From the time of The Fall, God strove to regain mankind. His plan, as explained to Adam and Eve in the garden, was that one of Eve’s “seed” would crush the serpent’s head - defeat Satan once and for all and restore mankind’s relationship with God. From that time, the Spirit of God worked in fallen man to lead him to repentance and trust in God’s promised redeemer. Indeed, when Eve became pregnant with her first son, Cain, the very name given to him evidences Eve’s faith - “Cain” means “I have the man, the Lord”, according to Luther’s translation. Eve believed that her son was the fulfillment of God’s promise. Unfortunately, Cain would not live up to his mother’s expectations. A few other examples, besides Eve, of those who began, after the Fall, “to call on the name of the Lord” (Genesis 4:26) are Abel, Seth, Enoch, and eventually, Noah.

The majority of mankind, however, resisted the Spirit of God. Over time the world slipped into the depths of depravity and wickedness described in out text. The “good old days” of Eden were long gone. By the time of Noah, God’s patience had reached it’s limit.
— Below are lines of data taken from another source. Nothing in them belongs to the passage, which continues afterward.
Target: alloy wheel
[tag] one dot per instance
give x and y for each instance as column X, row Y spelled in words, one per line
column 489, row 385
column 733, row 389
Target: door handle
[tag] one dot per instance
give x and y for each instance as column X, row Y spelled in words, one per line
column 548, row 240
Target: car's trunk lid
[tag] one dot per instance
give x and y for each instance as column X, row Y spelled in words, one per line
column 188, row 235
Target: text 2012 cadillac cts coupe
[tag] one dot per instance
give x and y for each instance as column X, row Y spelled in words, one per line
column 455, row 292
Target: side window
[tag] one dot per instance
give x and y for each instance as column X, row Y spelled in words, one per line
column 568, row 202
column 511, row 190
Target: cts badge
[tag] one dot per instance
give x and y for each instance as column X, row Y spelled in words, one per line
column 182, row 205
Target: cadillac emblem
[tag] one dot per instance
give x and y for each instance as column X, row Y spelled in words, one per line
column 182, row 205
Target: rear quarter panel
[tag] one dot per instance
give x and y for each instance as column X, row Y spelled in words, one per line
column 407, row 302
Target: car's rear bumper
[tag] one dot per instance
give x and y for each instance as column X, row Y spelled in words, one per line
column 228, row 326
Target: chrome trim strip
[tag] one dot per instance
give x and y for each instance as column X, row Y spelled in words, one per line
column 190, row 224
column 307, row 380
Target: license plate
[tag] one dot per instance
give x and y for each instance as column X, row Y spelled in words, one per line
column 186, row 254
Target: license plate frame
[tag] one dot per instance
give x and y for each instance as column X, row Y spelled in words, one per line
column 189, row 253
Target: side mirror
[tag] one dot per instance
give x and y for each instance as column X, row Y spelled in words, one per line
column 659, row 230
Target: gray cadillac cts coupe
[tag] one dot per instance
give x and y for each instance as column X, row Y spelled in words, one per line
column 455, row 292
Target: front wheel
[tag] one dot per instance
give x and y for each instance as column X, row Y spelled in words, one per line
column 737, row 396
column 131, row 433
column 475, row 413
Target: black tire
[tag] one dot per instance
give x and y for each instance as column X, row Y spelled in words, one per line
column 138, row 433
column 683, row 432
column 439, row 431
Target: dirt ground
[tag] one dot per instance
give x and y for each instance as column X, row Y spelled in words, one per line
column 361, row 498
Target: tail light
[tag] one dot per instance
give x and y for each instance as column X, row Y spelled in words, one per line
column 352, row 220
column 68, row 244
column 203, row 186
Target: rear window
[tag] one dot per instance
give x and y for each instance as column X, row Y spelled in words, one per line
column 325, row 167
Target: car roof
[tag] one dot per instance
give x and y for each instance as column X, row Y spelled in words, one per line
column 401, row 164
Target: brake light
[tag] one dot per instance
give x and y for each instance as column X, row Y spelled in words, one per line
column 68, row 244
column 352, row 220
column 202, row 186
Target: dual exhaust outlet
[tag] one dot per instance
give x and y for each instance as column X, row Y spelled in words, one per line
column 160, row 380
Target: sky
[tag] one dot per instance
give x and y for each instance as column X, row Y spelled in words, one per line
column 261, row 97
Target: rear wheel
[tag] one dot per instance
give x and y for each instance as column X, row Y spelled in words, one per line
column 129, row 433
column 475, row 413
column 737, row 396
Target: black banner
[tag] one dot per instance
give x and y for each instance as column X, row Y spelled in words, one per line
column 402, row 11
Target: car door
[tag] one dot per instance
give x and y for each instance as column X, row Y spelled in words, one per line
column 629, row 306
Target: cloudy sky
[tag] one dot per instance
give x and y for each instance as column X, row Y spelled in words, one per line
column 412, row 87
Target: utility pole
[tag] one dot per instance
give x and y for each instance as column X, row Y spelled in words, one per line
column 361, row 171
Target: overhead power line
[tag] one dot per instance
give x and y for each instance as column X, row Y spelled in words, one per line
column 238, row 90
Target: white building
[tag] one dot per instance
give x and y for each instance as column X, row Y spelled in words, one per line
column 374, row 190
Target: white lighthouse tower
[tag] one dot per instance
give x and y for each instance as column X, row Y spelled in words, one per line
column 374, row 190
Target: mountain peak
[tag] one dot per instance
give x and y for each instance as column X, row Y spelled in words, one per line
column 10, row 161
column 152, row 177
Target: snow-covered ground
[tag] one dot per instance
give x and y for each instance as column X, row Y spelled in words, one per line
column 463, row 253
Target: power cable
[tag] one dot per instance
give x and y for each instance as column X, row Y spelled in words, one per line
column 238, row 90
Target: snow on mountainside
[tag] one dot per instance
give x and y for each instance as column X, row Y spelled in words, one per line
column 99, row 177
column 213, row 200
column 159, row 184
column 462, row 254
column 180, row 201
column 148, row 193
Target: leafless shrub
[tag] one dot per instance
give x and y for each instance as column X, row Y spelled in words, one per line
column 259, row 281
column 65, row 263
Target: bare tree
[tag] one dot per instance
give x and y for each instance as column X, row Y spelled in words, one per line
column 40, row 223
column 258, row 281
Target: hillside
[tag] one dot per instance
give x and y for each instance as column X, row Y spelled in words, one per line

Things work pretty much the same way today. God’s Spirit is at work, calling sinful fallen man to repentance. Everyone who hears the Gospel of Christ - the redeemer promised to Adam and Eve - is called to eternal life through that Gospel. The Spirit, just at it did in the days after the Fall, struggles with man and urges him to turn from sinfulness and seek forgiveness, and true righteousness in Christ.

Therefore I tell you that no one who is speaking by the Spirit of God says ‘Jesus be cursed,’ and no one can say, ‘Jesus is Lord,’ except by the Holy Spirit (1 Cor. 12:3).

God’s Spirit is doing this work right now through the words of Holy Scripture, creating faith in the hearts of men who do not reject Him. He is striving with the heathen - and with the believer - calling them to repent, to trust the Savior, and to follow Him.

…his [man’s] days will be a hundred and twenty years (Genesis 6:3).

None of us knows how long we will live; Our Lord could return at any time. Today is the day of salvation, as scripture says. Just as in the days of Noah, when God declared there would be an end to the grace period, so it is with mankind today. There will come a day when the opportunity to take advantage of God’s offer of Grace through Christ Jesus will be gone. Do not be left outside of the ark.